Limelight designed a unique high-availability Agile Storage cloud service, which gives users control over how and where their content is stored by offering massive storage capacity, extreme flexibility for setting business rules and replication policies, with localized ingest and content access around the globe. The service provides vast storage volumes for large libraries of any type of digital asset.
The system was designed for a total capacity on the order of exabytes worldwide and is presently capable of supporting over 100 billion assets. To succeed with the platform, Limelight needed a storage engine that could handle insertion and query performance on large tables and scale as the database grew, and it needed to accomplish this in a cost effective manner. “This vast amount of information brings with it a rich and large amount of metadata around policies, file names, storage pointers, asset registries, users, and groups” according to Wylie Swanson, VP Technology, Cloud Services at Limelight. “Ensuring the metadata could be managed in an efficient and flexible way was critical to the design of the offering.”
A number of options Limelight had considered were insufficient.

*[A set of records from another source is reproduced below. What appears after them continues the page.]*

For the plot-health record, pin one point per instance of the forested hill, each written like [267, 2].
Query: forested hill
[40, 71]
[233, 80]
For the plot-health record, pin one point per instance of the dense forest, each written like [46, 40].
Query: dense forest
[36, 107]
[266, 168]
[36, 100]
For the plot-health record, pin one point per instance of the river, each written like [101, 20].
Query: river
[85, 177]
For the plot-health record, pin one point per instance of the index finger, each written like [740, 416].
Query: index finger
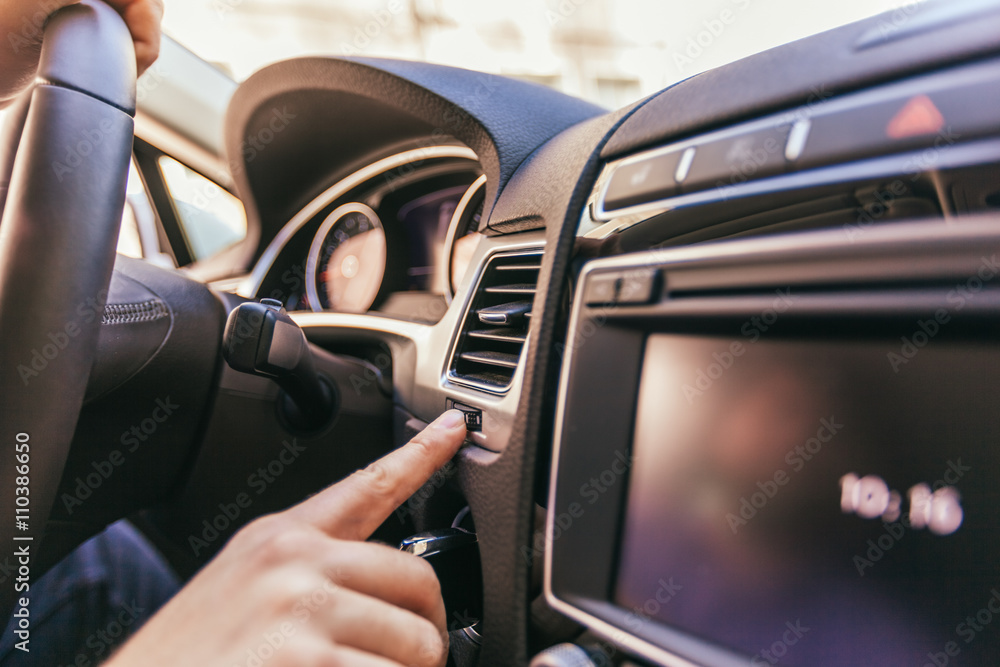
[353, 508]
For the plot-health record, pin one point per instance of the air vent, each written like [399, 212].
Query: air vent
[496, 326]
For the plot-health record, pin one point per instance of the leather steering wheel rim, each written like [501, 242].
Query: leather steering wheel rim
[57, 248]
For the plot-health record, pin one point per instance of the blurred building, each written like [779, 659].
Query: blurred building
[609, 51]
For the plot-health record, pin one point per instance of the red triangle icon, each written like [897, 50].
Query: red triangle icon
[918, 117]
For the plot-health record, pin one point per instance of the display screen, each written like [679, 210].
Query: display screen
[818, 502]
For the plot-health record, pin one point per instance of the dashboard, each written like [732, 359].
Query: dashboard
[393, 237]
[727, 353]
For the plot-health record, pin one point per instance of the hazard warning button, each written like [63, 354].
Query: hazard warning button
[918, 117]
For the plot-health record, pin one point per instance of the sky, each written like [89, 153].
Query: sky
[610, 51]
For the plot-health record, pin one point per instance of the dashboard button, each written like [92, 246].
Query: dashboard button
[632, 287]
[738, 159]
[602, 289]
[642, 181]
[473, 416]
[934, 119]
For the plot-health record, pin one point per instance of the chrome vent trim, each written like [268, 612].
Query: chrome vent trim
[495, 329]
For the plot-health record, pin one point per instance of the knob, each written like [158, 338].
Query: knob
[261, 339]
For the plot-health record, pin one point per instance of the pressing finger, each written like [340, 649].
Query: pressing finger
[353, 508]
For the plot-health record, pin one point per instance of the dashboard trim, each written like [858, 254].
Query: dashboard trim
[449, 241]
[252, 284]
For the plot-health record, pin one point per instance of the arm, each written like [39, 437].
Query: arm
[303, 588]
[22, 22]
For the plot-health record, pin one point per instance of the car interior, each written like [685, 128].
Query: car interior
[727, 355]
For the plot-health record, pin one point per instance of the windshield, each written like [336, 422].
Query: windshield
[611, 52]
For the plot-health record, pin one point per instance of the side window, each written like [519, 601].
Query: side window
[129, 238]
[137, 236]
[210, 218]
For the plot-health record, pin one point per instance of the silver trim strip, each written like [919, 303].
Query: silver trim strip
[449, 241]
[253, 282]
[797, 139]
[684, 166]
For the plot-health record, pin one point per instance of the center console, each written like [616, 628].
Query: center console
[784, 450]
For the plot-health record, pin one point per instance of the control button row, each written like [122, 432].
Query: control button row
[931, 112]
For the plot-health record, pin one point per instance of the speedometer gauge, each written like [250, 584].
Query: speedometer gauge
[346, 261]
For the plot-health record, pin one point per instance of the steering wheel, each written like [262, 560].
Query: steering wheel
[57, 249]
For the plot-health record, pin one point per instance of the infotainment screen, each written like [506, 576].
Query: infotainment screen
[810, 502]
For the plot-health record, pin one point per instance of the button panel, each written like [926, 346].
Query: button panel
[924, 113]
[643, 180]
[633, 287]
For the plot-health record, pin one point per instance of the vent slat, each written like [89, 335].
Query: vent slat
[494, 335]
[520, 267]
[523, 288]
[502, 359]
[504, 335]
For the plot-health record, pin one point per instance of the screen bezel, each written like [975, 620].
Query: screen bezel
[605, 349]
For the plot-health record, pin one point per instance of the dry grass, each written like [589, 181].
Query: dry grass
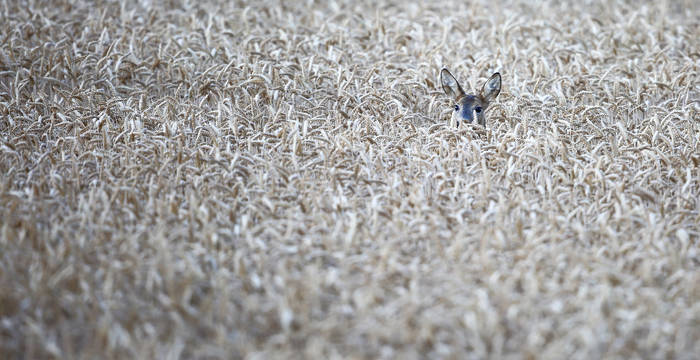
[268, 180]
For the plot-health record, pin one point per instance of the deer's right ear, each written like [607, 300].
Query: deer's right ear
[450, 84]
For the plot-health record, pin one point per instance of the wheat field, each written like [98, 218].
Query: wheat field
[280, 180]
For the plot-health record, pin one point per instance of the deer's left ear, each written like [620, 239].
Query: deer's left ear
[492, 87]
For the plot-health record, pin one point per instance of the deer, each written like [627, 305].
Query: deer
[467, 107]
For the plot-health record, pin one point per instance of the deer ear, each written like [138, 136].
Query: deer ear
[492, 87]
[449, 84]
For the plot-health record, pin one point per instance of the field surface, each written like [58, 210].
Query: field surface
[266, 180]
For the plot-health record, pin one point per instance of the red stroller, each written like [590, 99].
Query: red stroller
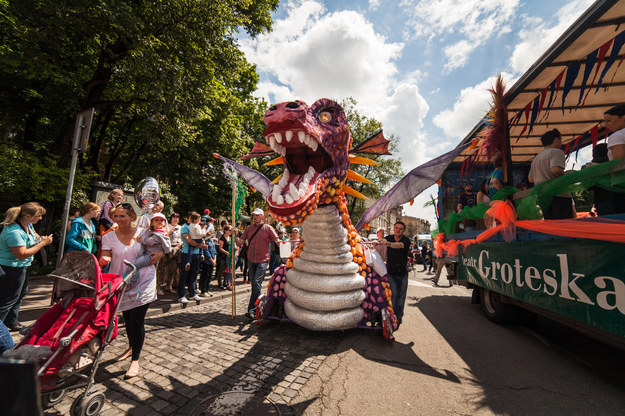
[82, 322]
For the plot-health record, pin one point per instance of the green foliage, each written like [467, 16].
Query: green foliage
[167, 79]
[384, 175]
[35, 178]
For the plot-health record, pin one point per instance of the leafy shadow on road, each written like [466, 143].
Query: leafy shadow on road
[216, 364]
[516, 374]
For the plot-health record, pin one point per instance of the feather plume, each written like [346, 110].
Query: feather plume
[494, 134]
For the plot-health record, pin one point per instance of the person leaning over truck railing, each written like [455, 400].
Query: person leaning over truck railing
[615, 122]
[495, 179]
[549, 164]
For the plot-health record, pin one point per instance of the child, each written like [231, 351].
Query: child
[153, 240]
[197, 234]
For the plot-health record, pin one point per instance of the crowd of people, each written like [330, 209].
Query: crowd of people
[169, 258]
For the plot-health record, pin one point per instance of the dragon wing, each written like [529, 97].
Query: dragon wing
[254, 178]
[411, 185]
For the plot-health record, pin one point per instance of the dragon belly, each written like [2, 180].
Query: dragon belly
[324, 290]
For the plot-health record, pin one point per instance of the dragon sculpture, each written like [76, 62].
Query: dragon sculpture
[325, 284]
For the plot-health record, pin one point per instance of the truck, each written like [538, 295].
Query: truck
[569, 272]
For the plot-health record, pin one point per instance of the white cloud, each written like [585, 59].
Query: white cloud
[333, 55]
[473, 22]
[538, 37]
[374, 4]
[313, 54]
[472, 104]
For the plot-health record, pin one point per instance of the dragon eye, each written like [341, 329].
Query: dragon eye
[325, 116]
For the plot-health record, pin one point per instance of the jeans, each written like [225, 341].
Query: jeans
[399, 287]
[189, 278]
[257, 275]
[13, 288]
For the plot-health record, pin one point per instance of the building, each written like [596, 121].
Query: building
[389, 218]
[415, 225]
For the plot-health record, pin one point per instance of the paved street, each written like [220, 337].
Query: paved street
[447, 359]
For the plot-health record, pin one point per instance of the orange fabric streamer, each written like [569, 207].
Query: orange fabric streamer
[606, 230]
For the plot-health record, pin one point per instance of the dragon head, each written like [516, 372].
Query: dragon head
[314, 143]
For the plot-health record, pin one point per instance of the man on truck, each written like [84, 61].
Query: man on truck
[549, 164]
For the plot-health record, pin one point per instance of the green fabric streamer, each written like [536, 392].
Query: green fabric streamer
[539, 197]
[239, 198]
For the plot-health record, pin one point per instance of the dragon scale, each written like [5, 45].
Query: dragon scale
[324, 288]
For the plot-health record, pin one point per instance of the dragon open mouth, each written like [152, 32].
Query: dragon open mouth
[304, 160]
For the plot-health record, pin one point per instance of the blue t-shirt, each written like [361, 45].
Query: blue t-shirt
[497, 173]
[185, 246]
[14, 236]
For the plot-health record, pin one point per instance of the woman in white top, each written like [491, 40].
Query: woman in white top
[615, 122]
[120, 245]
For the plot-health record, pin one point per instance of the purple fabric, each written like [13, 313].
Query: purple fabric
[411, 185]
[253, 178]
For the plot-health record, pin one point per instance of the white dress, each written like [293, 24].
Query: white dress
[146, 285]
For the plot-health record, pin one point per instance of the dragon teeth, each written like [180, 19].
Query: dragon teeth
[293, 192]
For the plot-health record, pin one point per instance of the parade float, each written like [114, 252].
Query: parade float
[326, 284]
[567, 270]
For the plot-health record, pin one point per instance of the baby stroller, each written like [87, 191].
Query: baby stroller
[73, 334]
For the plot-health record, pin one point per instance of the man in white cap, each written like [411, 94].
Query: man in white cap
[258, 236]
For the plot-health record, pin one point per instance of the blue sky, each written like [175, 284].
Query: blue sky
[421, 67]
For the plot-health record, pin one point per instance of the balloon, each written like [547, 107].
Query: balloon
[147, 194]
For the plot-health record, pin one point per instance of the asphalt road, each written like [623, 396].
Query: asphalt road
[447, 359]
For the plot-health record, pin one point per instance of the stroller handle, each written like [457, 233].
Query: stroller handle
[132, 272]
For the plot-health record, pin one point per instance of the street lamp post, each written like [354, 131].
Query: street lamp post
[81, 137]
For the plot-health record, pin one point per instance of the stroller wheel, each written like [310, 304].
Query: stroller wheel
[87, 406]
[50, 399]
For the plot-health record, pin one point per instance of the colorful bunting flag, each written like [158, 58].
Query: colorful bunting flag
[591, 58]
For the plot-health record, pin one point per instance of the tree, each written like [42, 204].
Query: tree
[387, 172]
[167, 79]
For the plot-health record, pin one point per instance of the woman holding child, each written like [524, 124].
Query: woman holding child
[117, 246]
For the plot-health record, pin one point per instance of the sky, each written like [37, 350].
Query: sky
[421, 67]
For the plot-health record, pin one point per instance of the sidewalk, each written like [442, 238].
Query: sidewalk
[37, 300]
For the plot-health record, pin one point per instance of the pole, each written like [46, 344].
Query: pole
[83, 124]
[233, 250]
[68, 194]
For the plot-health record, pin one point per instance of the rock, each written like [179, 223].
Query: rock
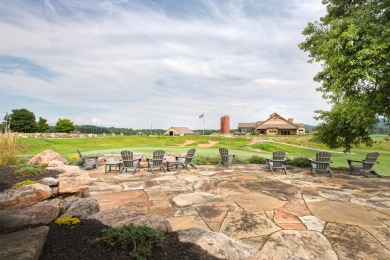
[42, 212]
[275, 189]
[46, 157]
[121, 217]
[54, 191]
[217, 244]
[50, 181]
[56, 163]
[195, 199]
[73, 182]
[256, 202]
[353, 242]
[247, 224]
[82, 208]
[313, 223]
[293, 244]
[26, 244]
[24, 196]
[343, 212]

These included:
InnoDB – Despite familiarity with InnoDB, Limelight found that it didn’t meet the project’s requirements. According to Swanson “the minute you run out of RAM for indexing, InnoDB performance starts to fall apart. We were seeing this occur at 50M – 100M rows. You can shard content, of course, but that feeds back into application and management complexity. Moreover, not all of our database schema is amenable to simple sharding methods.”
RAM Expansion – “While high powered servers and more RAM can somewhat extend the size of a database that InnoDB can handle, doing so is ultimately cost prohibitive” according to Swanson. “To support our system using more traditional database technology, we would have had to purchase terabytes of RAM for our servers.”
Schooner – “Schooner offered performance improvements, but was too expensive. In addition, it didn’t look like it could achieve the performance levels of our commodity servers using TokuDB in our application” according to Swanson.
Limelight Agile Storage uses TokuDB for metadata management
Limelight needed a system that could access the database remotely with high availability, flexibility, performance and capacity. Limelight chose MariaDB for components of the platform. To satisfy the need for high availability, the Agile Storage Service uses a high availability Linux cluster to manage the metadata.
For the requirements of flexibility, performance and capacity, TokuDB was an unparalleled choice. “TokuDB provides incredible scaling, keeping a high insert rate throughout as the metadata repository continues to grow” noted Swanson. “This is crucial to keeping up with high-ingest points that are spread all around the world. TokuDB also provides the underpinning for a system that supports arbitrary queries – for example which policies are expired on which assets.”
In addition, Limelight benefited from other TokuDB features such as high data compression yielding a savings of 65% of disk capacity for the meta-directory components.
Scale: The Agile Storage platform was designed to scale to exabytes of data. Cost effectively scaling compute power, storage, and software was critical to the design. “We don’t know how we could have gotten to our required scale and price points for our meta-directory components without TokuDB” according to Swanson.
Ease of Implementation: Swanson noted that “TokuDB worked seamlessly from the start with MariaDB. Installing it was quick and simple, and we were up and running in a few hours and it worked out-of-the-box with default settings, so that we could focus on maximizing the performance of our platform, not our databases.”
Compression: In addition to fast insertion rates, TokuDB provides data compression levels that are much higher than InnoDB’s. TokuDB’s advanced compression technology reduced Limelight’s disk space requirements by roughly 3x, from over 1 TB down to about 350 GB.